Sat, Oct 19, 2019 - Page 7 News List

Oil spreads to ‘Brazilian Caribbean’


Crude oil contaminating the northeastern coast of Brazil has reached the town of Maragogi, one of the region’s main tourist beaches, its mayor said on Thursday.

Images on local television showed dozens of people in Maragogi, known for its natural pools of crystalline water, shoveling and raking the sand in an attempt to remove the sludge from the coast. The region is known as the “Brazilian Caribbean.”

As a truck from the Bralizian environmental agency loaded up with oil-stained sand, some volunteers, apparently without supervision from authorities, joined the work with small shovels.

The Brazilian Institute of the Environment and Renewable Natural Resources (IBAMA) reported that there were at least 178 locations in nine states that have been affected by the oil.

In terms of expanse, it is Brazil’s largest-ever environmental disaster, said David Zee, an oceanographer at Rio de Janeiro’s state university.
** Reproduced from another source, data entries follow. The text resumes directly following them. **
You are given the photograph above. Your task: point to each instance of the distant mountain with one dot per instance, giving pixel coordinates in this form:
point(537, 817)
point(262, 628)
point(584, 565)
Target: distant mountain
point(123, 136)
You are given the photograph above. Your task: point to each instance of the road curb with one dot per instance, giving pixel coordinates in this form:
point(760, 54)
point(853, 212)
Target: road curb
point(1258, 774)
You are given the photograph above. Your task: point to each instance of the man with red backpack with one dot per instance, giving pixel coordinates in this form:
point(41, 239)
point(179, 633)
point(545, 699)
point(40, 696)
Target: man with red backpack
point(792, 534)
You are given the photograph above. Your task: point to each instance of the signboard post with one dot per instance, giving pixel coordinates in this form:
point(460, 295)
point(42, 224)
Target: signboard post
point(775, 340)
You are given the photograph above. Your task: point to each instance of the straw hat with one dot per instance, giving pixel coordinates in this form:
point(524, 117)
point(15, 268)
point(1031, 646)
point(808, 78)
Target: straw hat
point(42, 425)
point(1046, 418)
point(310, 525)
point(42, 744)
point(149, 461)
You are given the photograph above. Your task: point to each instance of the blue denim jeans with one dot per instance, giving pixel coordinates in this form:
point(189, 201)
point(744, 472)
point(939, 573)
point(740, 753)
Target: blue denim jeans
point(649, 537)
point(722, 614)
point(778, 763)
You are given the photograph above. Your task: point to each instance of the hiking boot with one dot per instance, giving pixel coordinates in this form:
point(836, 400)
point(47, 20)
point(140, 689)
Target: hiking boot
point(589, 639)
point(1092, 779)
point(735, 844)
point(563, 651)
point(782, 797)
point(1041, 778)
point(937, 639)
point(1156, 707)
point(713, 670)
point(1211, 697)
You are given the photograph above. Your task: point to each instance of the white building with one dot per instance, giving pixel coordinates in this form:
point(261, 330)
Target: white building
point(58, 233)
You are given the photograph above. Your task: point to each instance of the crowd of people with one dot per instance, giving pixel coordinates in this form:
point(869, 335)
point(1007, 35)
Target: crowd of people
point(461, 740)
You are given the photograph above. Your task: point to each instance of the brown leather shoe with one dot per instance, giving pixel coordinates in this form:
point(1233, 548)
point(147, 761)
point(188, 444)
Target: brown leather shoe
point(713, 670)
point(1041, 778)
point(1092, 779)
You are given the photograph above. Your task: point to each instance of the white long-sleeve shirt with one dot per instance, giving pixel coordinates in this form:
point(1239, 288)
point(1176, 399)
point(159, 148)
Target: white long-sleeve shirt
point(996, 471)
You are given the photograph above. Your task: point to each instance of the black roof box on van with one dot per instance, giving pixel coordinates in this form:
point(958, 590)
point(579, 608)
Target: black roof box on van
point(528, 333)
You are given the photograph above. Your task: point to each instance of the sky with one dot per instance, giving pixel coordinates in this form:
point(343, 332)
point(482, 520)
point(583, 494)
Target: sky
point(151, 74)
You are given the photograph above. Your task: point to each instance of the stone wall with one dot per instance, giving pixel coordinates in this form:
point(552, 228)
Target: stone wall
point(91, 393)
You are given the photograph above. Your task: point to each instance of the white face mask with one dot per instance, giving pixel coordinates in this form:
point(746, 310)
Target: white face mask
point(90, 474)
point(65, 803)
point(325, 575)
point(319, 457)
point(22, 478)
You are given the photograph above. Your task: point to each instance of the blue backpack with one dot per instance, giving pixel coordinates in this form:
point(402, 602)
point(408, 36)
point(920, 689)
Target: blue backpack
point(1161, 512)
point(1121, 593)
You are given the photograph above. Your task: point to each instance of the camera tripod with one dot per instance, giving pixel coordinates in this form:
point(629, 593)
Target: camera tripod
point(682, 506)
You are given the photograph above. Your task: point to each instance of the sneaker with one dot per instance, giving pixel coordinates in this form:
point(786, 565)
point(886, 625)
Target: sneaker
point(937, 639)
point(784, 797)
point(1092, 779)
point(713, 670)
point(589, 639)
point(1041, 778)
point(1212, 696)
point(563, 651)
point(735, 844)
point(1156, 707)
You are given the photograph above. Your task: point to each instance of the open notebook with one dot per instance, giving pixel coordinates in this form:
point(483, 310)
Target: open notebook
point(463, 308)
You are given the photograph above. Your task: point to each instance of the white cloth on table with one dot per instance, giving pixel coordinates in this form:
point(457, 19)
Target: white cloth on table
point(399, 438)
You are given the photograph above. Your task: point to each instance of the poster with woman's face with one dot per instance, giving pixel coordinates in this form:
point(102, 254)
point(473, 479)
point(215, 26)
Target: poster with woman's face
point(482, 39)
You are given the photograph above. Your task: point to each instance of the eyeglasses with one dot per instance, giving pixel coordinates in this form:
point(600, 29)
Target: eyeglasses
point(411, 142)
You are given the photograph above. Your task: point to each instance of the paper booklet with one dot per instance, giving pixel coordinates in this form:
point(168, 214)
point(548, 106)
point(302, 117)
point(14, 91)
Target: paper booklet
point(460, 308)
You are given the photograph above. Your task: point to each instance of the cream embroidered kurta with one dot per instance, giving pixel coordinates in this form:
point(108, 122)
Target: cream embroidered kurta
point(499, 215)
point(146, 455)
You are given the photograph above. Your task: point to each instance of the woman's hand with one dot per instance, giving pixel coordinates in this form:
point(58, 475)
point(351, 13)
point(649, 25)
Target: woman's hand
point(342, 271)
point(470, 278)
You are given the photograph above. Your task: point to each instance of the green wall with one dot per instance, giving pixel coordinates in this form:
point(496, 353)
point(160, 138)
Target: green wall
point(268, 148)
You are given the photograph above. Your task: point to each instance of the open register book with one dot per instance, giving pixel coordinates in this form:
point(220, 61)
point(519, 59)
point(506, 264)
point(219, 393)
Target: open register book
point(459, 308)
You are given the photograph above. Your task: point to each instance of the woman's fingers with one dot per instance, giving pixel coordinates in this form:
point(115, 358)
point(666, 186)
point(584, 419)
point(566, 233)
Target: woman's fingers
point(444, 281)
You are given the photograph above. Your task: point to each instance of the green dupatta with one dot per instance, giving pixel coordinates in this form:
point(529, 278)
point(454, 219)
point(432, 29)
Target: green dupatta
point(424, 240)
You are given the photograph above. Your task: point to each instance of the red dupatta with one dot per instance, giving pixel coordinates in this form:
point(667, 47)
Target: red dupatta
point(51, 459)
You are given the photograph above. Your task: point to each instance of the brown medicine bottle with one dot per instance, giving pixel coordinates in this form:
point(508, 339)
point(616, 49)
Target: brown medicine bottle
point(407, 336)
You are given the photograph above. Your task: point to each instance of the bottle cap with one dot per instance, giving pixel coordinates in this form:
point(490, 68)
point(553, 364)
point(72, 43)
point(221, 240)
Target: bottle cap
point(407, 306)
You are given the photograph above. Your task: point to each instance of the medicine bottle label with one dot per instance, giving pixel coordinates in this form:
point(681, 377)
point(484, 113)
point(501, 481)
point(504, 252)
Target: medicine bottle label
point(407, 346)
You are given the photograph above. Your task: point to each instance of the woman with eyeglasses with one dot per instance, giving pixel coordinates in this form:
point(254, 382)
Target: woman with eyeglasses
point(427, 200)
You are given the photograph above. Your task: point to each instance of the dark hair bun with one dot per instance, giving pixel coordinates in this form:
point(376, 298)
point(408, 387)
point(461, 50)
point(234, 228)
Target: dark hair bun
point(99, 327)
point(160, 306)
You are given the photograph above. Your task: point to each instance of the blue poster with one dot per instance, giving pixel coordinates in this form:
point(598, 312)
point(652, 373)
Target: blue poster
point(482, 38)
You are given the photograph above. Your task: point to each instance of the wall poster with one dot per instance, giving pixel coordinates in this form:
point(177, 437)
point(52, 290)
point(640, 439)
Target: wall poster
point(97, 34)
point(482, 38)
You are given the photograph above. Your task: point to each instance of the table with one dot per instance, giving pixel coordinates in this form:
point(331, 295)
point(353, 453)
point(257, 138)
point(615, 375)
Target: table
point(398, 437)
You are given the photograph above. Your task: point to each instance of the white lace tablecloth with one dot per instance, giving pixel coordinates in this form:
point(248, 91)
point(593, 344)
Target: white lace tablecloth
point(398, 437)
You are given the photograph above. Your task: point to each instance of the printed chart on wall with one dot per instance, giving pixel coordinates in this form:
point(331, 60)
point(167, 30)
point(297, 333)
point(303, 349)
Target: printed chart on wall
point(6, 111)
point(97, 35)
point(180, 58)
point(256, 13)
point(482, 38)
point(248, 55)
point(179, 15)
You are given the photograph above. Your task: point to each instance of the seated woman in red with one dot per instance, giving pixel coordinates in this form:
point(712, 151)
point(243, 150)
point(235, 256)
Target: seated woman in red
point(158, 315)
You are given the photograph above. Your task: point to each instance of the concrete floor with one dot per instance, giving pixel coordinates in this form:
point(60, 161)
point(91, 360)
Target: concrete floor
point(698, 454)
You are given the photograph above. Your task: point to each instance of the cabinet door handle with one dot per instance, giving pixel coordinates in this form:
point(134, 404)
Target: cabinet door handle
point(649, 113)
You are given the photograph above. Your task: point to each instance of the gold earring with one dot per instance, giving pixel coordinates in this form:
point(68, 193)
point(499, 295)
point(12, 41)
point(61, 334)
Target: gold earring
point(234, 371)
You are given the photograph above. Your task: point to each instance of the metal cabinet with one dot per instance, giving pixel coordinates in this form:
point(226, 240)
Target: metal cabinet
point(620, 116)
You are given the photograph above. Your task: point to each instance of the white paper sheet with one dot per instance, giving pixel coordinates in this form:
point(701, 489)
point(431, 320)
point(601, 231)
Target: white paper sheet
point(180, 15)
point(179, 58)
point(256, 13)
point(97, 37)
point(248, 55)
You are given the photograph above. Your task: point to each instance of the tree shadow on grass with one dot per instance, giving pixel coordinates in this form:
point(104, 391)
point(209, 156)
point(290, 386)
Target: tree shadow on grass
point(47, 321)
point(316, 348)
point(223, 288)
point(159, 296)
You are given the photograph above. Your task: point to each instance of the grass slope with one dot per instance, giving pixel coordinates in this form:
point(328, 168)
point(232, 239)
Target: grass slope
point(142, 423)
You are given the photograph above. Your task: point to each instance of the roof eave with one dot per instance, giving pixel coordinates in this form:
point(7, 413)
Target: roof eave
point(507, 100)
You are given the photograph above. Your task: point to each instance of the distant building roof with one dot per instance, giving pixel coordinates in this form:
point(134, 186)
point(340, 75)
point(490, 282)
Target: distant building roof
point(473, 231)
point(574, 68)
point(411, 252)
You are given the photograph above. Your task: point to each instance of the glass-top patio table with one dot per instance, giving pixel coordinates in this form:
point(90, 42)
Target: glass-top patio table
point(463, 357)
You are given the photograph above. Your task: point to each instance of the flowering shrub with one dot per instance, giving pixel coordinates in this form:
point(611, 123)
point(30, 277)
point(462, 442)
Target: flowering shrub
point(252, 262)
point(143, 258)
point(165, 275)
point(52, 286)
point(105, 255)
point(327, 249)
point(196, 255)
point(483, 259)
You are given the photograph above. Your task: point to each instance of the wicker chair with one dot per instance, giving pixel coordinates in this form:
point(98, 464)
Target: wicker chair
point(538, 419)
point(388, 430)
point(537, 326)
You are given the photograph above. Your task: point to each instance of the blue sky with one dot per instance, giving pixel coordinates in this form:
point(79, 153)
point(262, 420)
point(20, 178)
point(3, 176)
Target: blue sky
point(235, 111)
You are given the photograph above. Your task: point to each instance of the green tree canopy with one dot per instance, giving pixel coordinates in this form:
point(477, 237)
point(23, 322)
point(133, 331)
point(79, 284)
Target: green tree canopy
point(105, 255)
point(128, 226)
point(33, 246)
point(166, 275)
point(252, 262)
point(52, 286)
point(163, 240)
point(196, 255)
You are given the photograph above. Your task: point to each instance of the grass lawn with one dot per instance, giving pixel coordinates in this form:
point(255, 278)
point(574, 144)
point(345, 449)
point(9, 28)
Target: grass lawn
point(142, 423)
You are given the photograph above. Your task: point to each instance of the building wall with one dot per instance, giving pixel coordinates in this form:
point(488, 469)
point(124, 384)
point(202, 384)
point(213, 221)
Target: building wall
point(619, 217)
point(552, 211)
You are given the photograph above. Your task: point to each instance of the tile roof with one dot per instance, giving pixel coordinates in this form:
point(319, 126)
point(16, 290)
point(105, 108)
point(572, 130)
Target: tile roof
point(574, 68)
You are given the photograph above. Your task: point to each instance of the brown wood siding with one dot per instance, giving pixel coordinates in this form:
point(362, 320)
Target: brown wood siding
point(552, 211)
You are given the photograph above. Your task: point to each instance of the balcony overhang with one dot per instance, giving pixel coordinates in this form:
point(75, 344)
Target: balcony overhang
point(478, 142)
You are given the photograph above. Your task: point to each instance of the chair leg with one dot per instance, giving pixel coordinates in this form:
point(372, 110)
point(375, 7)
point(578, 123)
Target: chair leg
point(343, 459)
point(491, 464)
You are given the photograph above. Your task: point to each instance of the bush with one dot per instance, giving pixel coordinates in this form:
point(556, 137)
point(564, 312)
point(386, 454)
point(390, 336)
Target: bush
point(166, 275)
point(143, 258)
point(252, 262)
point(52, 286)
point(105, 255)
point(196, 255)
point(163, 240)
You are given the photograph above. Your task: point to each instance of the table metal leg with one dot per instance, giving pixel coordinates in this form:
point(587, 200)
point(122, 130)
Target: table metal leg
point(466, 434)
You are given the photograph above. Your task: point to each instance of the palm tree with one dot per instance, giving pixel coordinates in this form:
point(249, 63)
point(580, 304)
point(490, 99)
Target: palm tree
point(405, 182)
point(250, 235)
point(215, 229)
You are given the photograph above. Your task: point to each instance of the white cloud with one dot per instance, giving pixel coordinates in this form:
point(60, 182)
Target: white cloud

The government’s response has been questioned by ocean experts and environmental non-governmental organizations like Greenpeace. ‘

As in Maragogi, many Brazilians have in recent weeks worked to remove oil from the contaminated beaches without proper equipment or instruction from authorities.

“Just like with the spread of fires in the Amazon, the government again was late to respond,” Greenpeace Brazil coordinator Ricardo Baitelo said.

Brazilian Minister of Environment Ricardo Salles on Wednesday rebuffed the criticism and told local media all necessary means had been adopted for the crude’s identification and collection.

IBAMA did not respond to phone and e-mail requests for information regarding the number of people and equipment working on the operation.

The origin of the oil remains a mystery. Salles said it likely originated in Venezuela — which the Venezuelan government denies — and that the circumstances of the spill were unknown.

Authorities’ primary hypothesis is that the crude spilled into the water from a boat navigating near the Brazilian coast.

Workers from IBAMA, state-run oil company Petrobras and other volunteers have collected hundreds of tonnes of crude, but the mysterious oil slicks could continue to wash ashore.

A month and a half after oil began appearing on the coast, Salles said he did not know how much oil was still at sea and could reach the mainland in coming days.

Zee expressed concern the oil spill could advance toward Bahia State and damage the Abrolhos region that contains one of the nation’s largest coral reefs.

“The contaminated zones will take at least 25 years to recover,” Zee said.